Build, Break, Repeat
Read more about: agentsinfrastructureclaude-codecontext-engineeringllms
/Article

The LLM app spectrum

There’s a spectrum of what LLMs can build for people who don’t code, and nobody’s really mapped it. So let me try.

Single-file HTML

One file. Open in browser. A unit converter, a countdown timer, a color picker. The LLM produces everything - markup, styles, logic. No deployment, no dependencies, no build step. You save a .html file and double-click it.

This is the most underrated tier. It works almost every time because there’s nowhere for things to go wrong. No server, no state, no configuration. The entire application is the output.

Simon Willison calls these HTML tools and has built over 150 of them, almost all written by LLMs. That’s not a toy count. That’s a whole productivity layer built on the simplest possible format.

SPAs

Still client-side, but with real state management. A budget tracker with localStorage. A markdown editor with multiple tabs. A habit tracker that remembers your streaks. The LLM produces more code, but it’s still self-contained - no backend, no deployment pipeline.

The failure rate goes up here. Not because the code is harder, but because the LLM has to make more decisions. State shape, component structure, data persistence. More decisions, more places to break.

Constrained runtimes

This is the Artifacts model. A pre-built platform provides the runtime, the component library, auth, persistence, security - and the LLM’s job shrinks to producing a single component that runs inside it.

Google Apps Script is a constrained runtime. So are Artifacts. So is Val Town. The LLM doesn’t need to think about deployment, routing, or infrastructure. It fills a box. The box handles the rest.

This tier is more powerful than it looks, because everything the platform provides is stuff the LLM doesn’t have to get right. Every capability you bake into the runtime - a database, a KV store, file storage, auth - is a capability the LLM gets for free without having to wire it up.

Full-stack vibe-coded apps

Lovable, Bolt, Replit Agent. The term vibe coding - coined by Andrej Karpathy - captures it well: you describe what you want and the LLM scaffolds the entire application. Backend, database, auth, deployment. Maximum freedom, maximum surface area for failure.

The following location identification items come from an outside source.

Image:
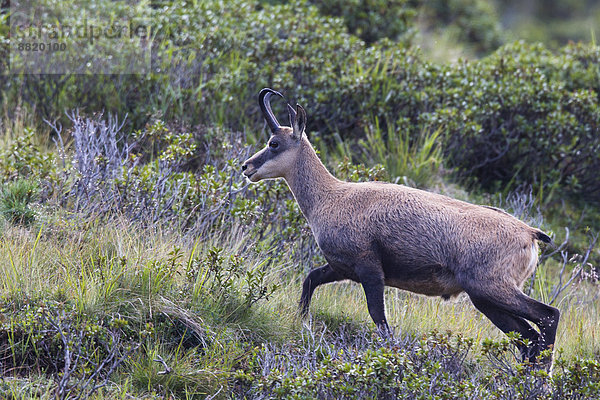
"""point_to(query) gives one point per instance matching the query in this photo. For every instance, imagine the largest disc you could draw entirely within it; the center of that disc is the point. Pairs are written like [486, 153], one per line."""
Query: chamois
[381, 234]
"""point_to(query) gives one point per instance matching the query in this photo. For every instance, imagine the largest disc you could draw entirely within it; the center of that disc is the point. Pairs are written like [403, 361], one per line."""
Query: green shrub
[372, 20]
[473, 22]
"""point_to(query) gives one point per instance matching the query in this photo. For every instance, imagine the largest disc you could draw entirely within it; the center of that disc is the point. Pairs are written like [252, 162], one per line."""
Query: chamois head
[278, 156]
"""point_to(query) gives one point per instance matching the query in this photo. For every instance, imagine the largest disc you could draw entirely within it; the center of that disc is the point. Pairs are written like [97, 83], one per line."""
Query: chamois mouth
[249, 175]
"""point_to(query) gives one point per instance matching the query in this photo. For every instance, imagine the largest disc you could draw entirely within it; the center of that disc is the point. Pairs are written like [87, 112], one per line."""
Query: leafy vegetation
[137, 262]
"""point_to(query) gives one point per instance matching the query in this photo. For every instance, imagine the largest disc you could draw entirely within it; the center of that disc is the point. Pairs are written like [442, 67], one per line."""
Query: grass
[115, 272]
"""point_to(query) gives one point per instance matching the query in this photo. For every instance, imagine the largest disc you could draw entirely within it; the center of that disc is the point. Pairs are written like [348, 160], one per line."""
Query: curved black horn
[264, 100]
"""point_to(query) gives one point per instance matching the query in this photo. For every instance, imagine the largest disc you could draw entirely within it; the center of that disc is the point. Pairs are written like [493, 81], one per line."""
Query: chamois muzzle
[264, 100]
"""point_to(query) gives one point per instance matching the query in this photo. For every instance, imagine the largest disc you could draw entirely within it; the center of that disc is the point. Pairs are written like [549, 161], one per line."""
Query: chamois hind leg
[514, 302]
[510, 323]
[373, 285]
[316, 277]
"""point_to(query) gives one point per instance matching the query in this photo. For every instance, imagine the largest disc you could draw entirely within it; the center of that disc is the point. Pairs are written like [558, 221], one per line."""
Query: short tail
[539, 235]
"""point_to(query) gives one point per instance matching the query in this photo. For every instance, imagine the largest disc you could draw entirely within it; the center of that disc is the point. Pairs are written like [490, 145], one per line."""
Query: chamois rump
[381, 234]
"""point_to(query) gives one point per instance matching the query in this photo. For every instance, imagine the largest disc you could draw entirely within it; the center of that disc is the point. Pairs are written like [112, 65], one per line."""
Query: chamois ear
[297, 120]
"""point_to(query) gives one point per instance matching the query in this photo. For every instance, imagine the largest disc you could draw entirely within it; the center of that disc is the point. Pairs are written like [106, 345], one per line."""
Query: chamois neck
[309, 180]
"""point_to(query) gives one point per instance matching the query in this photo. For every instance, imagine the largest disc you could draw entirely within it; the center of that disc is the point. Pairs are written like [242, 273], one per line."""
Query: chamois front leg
[316, 277]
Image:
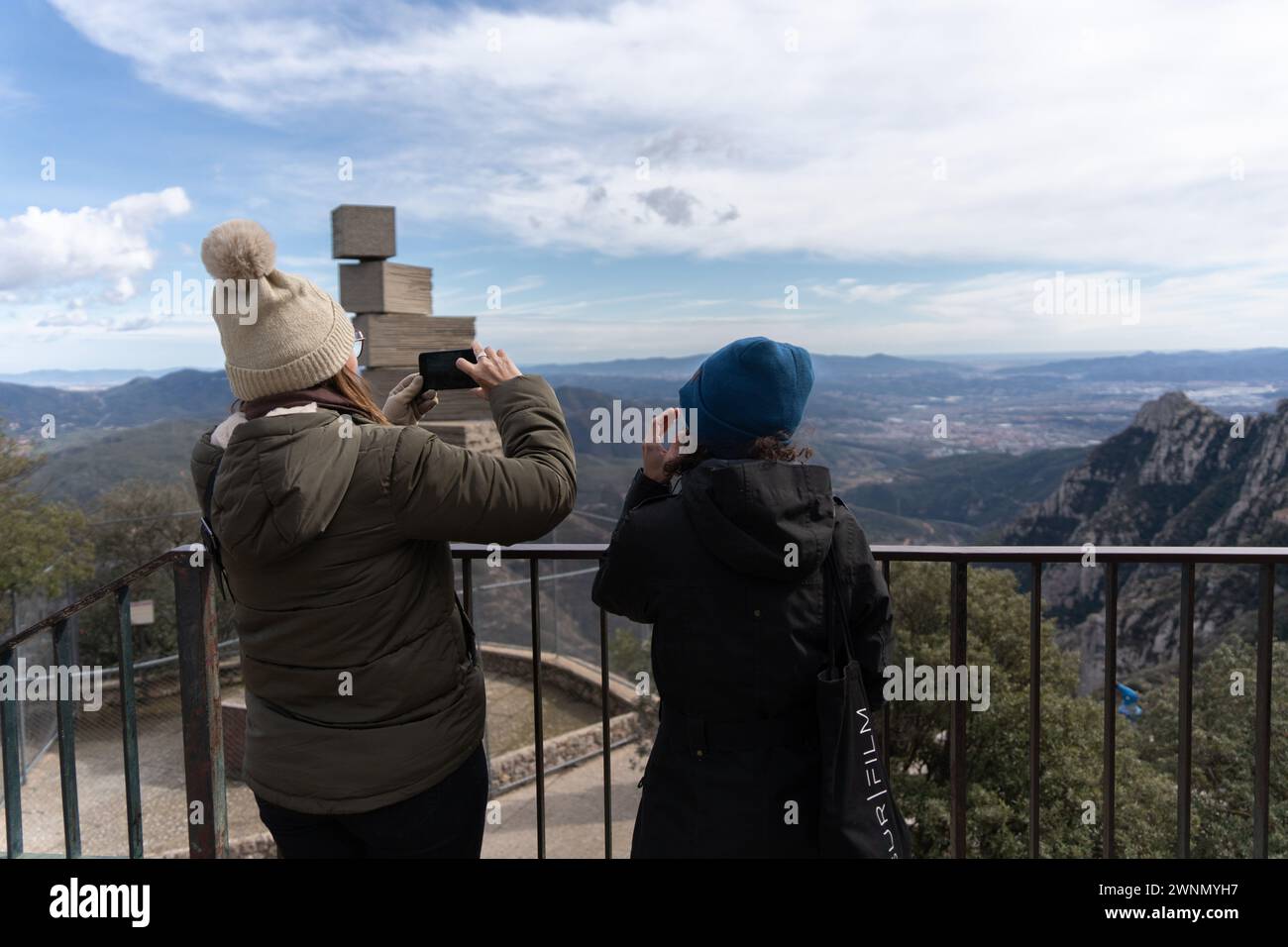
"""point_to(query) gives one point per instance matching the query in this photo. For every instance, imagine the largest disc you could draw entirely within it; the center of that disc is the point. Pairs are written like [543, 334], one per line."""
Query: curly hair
[761, 449]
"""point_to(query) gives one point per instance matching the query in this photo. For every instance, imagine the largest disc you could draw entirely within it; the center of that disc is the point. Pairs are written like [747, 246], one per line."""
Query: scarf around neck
[321, 394]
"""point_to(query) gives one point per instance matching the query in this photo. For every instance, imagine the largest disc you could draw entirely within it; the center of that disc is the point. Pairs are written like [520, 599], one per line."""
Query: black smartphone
[439, 369]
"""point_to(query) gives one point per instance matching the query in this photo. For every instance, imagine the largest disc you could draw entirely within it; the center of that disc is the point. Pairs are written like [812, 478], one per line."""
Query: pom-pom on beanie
[279, 331]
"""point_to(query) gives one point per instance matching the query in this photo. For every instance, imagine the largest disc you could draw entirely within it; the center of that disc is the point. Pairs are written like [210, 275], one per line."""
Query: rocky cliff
[1180, 474]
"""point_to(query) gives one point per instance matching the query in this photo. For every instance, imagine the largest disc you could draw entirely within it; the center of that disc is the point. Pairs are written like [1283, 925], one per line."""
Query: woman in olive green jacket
[365, 701]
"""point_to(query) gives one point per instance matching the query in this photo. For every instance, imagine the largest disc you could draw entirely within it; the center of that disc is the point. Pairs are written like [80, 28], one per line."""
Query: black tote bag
[858, 817]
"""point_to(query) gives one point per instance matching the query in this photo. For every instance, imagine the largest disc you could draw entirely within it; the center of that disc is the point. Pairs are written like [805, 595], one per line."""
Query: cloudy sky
[657, 178]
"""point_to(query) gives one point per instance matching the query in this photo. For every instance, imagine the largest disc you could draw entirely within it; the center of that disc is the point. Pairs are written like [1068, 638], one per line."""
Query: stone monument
[391, 305]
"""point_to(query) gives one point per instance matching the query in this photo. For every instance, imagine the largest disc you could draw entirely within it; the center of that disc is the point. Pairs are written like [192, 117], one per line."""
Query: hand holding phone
[441, 369]
[489, 368]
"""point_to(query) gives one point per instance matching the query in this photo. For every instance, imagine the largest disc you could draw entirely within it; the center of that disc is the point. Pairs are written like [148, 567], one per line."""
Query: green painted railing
[198, 686]
[202, 736]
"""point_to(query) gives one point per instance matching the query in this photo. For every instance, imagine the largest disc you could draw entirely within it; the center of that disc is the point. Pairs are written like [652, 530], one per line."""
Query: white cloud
[1093, 133]
[54, 248]
[849, 290]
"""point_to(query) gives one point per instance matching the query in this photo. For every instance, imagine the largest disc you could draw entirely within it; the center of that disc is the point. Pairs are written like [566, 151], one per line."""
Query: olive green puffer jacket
[360, 692]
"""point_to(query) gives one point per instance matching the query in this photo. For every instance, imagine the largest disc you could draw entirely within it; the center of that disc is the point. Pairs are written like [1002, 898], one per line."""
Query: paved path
[575, 812]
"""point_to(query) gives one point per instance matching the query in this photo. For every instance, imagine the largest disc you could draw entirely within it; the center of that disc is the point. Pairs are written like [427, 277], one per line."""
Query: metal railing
[202, 738]
[198, 696]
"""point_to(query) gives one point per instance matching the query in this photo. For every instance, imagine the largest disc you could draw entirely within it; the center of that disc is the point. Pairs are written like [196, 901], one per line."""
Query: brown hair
[761, 449]
[348, 384]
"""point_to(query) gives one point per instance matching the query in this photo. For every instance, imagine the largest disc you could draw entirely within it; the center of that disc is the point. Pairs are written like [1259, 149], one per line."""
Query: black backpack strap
[207, 534]
[836, 612]
[468, 626]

This works surprisingly often for simple apps. It falls apart when things need to interact in ways the LLM didn’t anticipate. A webhook that needs to hit an API that needs auth that needs a secret that needs to be stored somewhere. The LLM can produce each piece, but the wiring between pieces is where it breaks.

The interesting part

The spectrum isn’t really about complexity tiers. It’s about how much of the stack is pre-solved versus LLM-generated.

A constrained runtime with a KV store, a database, and auth baked in is more powerful than a vibe-coded full-stack app - because the LLM doesn’t have to make architectural decisions. It just uses what’s there.

The move isn’t up the spectrum. It’s pulling capabilities down into the constrained runtime tier. Pre-solve more, generate less. Every piece of infrastructure you give the LLM for free is a piece it doesn’t have to get right from scratch.

The best LLM apps won’t come from models getting better at building full-stack applications. They’ll come from runtimes getting richer while keeping the LLM’s job simple.